Tras aquella hemisferectomía funcional, una compleja intervención que se prolongó por espacio de unas siete horas, Iker inició una lenta pero asombrosa evolución que le ha permitido ir adaptándose a una vida un poco más normal, y es que como ha explicado su padre, David López, el pequeño ya no ha vuelto a sufrir ninguna crisis epiléptica desde entonces. “Sigue tomando medicación, pero van retirándosela poco a poco, viendo también su evolución positiva”, ha indicado el padre del niño, que el próximo mes de junio cumplirá diez años. 

     

“También en el cole Iker ha progresado mucho, y está mejorando notablemente en su día a día”, señala David, quien ha remarcado que la familia, un año después, sigue estando muy agradecida al pueblo de Puente Genil por el apoyo recibido en aquellos meses. “Continuamos con sus revisiones en Sevilla, con el doctor Márquez y con el doctor Juan Rodríguez Uranga, que además nos han trasladado su sorpresa por lo bien que está Iker tras la complicada operación”, ha dicho el padre del pequeño.
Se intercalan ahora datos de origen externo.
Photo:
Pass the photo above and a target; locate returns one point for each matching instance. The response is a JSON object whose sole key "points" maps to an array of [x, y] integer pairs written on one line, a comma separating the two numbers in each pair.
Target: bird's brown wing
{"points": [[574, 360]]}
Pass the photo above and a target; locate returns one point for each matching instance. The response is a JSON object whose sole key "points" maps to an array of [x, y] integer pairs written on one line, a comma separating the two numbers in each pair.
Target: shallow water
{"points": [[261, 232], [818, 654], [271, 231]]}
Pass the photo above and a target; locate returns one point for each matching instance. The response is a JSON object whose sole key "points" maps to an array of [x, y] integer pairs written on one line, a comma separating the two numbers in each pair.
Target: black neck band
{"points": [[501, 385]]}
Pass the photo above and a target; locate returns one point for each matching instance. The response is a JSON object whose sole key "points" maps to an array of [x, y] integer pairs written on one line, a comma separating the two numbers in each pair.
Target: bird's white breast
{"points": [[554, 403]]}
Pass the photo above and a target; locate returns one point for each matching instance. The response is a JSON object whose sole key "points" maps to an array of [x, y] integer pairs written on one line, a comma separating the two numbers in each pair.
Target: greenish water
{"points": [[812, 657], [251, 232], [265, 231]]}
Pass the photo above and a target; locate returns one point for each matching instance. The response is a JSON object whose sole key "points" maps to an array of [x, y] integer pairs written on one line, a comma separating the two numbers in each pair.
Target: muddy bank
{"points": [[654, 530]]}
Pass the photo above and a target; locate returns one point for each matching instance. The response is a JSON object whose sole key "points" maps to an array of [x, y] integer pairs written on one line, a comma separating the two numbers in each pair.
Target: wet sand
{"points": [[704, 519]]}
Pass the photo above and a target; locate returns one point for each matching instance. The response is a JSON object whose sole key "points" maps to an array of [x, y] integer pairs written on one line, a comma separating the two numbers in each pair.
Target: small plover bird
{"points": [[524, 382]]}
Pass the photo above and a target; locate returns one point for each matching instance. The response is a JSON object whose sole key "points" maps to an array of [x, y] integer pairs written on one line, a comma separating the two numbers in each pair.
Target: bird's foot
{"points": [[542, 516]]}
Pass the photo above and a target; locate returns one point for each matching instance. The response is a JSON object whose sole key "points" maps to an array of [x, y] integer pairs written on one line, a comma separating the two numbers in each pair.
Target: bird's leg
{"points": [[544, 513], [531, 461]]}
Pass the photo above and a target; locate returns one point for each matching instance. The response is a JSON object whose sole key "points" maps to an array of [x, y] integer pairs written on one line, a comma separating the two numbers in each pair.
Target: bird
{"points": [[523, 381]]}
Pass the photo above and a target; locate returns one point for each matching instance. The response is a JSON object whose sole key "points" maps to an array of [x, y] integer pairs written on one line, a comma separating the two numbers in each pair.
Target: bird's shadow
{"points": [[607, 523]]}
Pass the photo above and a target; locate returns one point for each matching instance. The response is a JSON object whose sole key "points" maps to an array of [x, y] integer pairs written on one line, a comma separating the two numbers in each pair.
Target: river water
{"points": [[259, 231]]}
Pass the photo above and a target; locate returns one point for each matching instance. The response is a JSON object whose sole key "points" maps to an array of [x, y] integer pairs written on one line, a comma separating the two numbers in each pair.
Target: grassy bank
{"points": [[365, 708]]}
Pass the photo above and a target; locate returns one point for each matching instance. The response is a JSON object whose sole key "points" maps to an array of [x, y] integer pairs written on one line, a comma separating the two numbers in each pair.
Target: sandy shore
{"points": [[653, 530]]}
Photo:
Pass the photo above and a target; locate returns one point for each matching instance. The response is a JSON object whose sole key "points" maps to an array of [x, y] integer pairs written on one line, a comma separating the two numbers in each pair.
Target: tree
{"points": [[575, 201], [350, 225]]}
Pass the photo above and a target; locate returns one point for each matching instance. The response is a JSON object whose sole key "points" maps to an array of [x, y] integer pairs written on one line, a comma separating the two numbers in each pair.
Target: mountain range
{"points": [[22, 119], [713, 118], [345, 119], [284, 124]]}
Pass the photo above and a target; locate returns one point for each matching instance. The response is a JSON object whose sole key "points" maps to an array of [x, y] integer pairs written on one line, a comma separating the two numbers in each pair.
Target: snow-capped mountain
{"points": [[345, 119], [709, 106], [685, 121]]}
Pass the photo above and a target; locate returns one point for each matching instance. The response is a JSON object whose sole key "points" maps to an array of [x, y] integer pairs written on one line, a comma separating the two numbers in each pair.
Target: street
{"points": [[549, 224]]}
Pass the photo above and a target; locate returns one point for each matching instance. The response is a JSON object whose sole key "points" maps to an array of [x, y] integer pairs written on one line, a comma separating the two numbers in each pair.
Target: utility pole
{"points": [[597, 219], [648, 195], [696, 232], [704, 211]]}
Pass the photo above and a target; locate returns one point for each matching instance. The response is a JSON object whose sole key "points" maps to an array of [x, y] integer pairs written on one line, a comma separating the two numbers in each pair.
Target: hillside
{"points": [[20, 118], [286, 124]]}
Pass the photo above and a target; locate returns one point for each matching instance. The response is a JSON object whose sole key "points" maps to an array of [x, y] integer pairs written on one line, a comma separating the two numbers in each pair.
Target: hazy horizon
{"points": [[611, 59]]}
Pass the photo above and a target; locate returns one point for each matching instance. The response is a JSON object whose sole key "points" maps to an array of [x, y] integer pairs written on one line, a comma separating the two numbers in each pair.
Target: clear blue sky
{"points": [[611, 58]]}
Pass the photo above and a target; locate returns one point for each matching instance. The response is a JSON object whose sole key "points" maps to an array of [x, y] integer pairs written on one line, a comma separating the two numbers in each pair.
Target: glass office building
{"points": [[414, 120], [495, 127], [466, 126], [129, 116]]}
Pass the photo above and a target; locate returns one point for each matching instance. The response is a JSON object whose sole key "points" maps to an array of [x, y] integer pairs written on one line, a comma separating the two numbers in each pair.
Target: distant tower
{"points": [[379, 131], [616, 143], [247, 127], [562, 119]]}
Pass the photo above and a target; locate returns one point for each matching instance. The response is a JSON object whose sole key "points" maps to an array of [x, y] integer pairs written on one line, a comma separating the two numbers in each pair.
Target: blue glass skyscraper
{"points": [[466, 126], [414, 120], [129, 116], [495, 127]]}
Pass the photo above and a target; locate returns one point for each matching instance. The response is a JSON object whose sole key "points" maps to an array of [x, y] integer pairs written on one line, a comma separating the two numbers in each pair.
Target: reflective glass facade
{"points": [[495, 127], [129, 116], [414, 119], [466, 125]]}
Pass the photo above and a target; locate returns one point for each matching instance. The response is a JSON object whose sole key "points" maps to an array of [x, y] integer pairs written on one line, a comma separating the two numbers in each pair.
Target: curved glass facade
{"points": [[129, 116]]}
Y es que en estos 365 días, la vida de Iker ha cambiado por completo, siendo cada día que pasa un niño más sano y más feliz, algo que ha sido posible a muchos factores, entre ellos, el cariño y la solidaridad de quienes echaron una mano para que hoy, 365 días después, este pequeño pontanés pueda continuar regalándonos simpatía y sonrisas por doquier.